Eventually, I need to do fancier formatting things, so I’ll import the draft into Word. But even then I choose a font very carefully. When I’m editing words, how they look matters. I’ll have to spend hours staring at a font, so it better look right. I’m convinced I’ll make different choices in Futura than in Calibri, say. Recent loves have been Constantia (for my YA ape quartet) and Century (for The Lost Rainforest). I’m currently writing a sci-fi novel that I’ve switched to a sans serif font, and it’s changed the whole mood of the piece.
I guess I bring this up because I want to share a lesson it took me a few books to learn: hold onto the personal-ness of a book for as long as possible. I literally dress the book differently when it’s just novel-and-me. It wears pajamas when eventually it will wear a suit, to remind me that this communication between author and language is why I got started on this whole crazy business in the first place.

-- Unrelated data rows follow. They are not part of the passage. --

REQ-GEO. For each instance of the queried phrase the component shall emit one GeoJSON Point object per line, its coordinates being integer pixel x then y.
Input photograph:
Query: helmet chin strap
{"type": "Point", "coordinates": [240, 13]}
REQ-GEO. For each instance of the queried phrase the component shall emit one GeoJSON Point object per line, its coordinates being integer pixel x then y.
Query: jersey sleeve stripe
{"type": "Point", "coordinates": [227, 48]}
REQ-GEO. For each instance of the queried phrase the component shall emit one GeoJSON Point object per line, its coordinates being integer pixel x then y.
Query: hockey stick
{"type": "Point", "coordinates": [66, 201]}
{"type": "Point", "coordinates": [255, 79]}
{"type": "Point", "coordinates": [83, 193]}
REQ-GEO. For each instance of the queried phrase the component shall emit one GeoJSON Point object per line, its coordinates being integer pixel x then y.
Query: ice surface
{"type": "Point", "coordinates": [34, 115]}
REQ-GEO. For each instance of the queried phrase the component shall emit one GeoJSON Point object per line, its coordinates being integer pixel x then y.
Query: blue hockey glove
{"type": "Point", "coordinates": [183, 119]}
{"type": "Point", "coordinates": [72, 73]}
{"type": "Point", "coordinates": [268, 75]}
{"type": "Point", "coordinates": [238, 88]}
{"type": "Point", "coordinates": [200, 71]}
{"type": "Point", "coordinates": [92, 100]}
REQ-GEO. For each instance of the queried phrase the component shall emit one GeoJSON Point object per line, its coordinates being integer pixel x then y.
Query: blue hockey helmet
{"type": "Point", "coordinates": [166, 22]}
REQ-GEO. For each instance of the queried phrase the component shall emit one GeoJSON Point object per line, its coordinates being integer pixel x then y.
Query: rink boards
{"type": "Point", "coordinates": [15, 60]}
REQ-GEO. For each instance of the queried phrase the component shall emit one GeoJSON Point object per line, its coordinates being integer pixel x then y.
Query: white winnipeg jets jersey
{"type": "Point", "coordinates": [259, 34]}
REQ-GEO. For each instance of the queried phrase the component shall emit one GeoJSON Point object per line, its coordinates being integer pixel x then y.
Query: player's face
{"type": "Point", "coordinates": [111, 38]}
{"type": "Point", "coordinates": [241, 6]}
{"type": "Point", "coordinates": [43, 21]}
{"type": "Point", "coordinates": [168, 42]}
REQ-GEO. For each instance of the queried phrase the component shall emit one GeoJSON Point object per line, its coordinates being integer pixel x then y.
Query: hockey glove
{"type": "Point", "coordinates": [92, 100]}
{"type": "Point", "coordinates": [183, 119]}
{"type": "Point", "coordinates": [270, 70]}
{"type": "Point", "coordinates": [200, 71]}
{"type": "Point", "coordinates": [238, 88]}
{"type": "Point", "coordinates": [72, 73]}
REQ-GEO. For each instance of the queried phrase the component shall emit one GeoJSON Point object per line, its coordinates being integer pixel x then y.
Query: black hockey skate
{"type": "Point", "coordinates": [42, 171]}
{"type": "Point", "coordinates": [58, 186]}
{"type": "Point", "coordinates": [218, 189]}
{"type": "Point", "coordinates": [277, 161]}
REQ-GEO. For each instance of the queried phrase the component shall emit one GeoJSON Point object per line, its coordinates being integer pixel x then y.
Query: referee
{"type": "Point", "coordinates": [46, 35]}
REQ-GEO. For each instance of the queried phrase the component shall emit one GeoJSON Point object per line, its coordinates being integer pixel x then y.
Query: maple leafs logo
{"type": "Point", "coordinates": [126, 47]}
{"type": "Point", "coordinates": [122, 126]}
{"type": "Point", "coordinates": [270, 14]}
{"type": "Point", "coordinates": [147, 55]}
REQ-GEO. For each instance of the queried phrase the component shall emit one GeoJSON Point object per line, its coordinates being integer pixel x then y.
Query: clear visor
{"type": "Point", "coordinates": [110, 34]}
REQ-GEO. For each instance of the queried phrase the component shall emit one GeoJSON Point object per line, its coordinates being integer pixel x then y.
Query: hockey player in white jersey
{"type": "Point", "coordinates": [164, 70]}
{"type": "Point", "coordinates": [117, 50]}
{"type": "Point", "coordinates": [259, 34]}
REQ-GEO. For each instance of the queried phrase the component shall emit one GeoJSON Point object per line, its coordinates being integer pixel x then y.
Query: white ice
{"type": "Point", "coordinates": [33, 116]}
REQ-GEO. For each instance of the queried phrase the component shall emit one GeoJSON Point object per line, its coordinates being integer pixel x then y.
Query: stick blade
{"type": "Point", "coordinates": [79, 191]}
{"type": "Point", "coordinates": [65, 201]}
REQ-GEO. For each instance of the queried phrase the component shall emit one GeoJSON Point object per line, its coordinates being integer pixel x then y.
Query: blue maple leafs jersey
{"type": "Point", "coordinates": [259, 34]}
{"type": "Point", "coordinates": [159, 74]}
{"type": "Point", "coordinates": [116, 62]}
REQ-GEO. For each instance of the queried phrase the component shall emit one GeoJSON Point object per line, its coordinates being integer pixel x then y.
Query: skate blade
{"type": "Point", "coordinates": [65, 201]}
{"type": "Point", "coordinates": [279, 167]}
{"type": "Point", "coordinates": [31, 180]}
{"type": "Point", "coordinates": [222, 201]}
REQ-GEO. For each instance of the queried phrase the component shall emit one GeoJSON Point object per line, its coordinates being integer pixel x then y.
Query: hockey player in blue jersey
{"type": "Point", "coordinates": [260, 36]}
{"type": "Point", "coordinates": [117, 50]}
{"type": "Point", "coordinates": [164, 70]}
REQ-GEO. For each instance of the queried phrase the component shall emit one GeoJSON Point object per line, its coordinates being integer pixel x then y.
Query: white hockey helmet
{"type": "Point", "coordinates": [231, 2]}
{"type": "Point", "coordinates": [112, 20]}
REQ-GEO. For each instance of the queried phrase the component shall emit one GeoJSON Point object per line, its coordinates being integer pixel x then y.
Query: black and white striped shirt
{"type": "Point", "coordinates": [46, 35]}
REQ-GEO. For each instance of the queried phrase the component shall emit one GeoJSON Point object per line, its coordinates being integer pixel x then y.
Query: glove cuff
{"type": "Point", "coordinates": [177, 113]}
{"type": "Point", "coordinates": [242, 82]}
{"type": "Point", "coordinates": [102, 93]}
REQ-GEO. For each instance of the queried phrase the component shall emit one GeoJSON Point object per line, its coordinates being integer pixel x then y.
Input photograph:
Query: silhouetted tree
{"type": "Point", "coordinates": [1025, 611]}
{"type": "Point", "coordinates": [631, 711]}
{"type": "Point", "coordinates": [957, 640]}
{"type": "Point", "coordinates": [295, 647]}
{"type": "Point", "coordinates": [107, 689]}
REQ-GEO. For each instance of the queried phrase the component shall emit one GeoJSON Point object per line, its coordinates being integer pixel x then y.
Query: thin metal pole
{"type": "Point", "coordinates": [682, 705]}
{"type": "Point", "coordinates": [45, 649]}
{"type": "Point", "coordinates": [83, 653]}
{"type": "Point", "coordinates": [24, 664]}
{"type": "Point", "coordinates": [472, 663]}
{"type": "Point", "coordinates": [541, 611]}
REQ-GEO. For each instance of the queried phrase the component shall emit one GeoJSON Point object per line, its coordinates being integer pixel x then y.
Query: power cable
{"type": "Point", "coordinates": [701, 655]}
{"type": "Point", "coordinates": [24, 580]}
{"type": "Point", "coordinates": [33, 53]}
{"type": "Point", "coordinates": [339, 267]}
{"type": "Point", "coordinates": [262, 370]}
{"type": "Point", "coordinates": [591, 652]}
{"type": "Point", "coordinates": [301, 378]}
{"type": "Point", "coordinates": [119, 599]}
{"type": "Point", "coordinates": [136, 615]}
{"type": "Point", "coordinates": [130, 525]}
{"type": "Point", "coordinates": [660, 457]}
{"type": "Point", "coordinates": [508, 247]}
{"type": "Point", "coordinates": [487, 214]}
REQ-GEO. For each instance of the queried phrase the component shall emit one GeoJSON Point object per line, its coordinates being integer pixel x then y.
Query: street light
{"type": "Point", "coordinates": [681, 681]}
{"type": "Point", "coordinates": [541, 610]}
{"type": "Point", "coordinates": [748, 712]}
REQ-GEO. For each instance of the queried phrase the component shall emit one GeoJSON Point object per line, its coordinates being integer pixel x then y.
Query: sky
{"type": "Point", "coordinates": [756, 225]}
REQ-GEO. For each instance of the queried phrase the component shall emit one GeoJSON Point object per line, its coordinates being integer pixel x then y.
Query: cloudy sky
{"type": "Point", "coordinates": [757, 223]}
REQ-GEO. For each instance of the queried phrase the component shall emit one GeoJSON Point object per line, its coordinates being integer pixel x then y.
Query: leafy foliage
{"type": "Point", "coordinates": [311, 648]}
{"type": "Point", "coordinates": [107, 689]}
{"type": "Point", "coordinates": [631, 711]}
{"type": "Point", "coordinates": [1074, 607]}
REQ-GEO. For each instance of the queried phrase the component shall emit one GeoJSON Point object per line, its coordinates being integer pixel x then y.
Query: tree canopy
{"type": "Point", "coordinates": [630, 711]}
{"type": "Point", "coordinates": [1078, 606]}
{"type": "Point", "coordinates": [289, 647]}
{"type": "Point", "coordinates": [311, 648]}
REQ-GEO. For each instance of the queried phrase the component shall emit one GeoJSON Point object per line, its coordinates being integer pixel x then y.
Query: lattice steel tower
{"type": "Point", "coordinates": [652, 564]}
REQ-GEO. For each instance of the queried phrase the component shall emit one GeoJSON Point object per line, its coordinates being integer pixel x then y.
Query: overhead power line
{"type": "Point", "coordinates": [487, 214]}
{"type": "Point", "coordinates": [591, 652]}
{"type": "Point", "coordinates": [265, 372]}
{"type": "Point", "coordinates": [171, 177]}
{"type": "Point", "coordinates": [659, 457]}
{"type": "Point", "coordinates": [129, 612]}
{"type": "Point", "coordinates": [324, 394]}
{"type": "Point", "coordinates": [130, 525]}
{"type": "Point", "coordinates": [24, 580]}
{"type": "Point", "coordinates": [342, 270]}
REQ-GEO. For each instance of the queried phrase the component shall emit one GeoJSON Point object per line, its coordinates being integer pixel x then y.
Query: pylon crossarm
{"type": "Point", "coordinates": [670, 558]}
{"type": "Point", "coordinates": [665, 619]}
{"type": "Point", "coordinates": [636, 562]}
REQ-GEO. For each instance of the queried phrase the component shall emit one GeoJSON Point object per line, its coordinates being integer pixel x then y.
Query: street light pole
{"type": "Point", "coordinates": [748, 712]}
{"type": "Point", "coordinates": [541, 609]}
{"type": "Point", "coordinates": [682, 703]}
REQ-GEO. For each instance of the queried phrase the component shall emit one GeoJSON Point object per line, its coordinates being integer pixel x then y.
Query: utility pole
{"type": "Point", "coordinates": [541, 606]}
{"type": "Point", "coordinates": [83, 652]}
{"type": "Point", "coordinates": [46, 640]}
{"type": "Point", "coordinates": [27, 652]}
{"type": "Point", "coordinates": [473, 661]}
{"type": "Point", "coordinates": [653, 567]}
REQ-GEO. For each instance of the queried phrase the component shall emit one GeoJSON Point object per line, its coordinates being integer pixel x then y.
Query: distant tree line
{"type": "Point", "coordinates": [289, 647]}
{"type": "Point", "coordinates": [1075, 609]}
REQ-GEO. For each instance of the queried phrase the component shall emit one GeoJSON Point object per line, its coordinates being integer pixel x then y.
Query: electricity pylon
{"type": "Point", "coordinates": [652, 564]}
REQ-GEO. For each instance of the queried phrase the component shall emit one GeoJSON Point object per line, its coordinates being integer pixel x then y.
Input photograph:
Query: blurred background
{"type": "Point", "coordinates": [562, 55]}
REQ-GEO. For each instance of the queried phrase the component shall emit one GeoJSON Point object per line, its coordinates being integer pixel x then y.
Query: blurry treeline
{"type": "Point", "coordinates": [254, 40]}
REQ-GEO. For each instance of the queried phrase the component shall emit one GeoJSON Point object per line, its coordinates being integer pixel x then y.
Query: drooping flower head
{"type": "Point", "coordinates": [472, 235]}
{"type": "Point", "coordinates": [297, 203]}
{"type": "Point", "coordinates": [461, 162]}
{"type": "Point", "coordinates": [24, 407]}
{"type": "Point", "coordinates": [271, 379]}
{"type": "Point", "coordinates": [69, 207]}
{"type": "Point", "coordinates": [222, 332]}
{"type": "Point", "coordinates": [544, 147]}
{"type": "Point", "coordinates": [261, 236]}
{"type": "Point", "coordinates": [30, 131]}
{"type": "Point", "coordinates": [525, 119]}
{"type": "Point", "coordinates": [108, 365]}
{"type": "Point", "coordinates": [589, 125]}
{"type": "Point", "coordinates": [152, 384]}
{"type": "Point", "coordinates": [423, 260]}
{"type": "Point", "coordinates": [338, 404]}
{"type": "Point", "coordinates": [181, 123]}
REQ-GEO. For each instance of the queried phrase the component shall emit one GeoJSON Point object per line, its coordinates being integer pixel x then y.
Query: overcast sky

Eliot Schrefer is a New York Times-bestselling author, and has twice been a finalist for the National Book Award. In naming him an Editor’s Choice, the New York Times has called his work “dazzling… big-hearted.” He is also the author of two novels for adults and four other novels for children and young adults. His books have been named to the NPR “best of the year” list, the ALA best fiction list for young adults, and the Chicago Public Library’s “Best of the Best.” His work has also been selected to the Amelia Bloomer List, recognizing best feminist books for young readers, and he has been a finalist for the Walden Award and won the Green Earth Book Award and Sigurd Olson Nature Writing Award. He lives in New York City, and is the children's book reviewer for USAToday.
Thank you for this, Eliot. Can’t wait to try WriteMonkey.
Wonderful post, Eliot. Thanks for the reminder to hold onto our stories as best we can at every stage I just finished my copy edits on a book and cannot agree more. It’s exciting that the book is almost complete, but it is a farewell to a personal friend, too.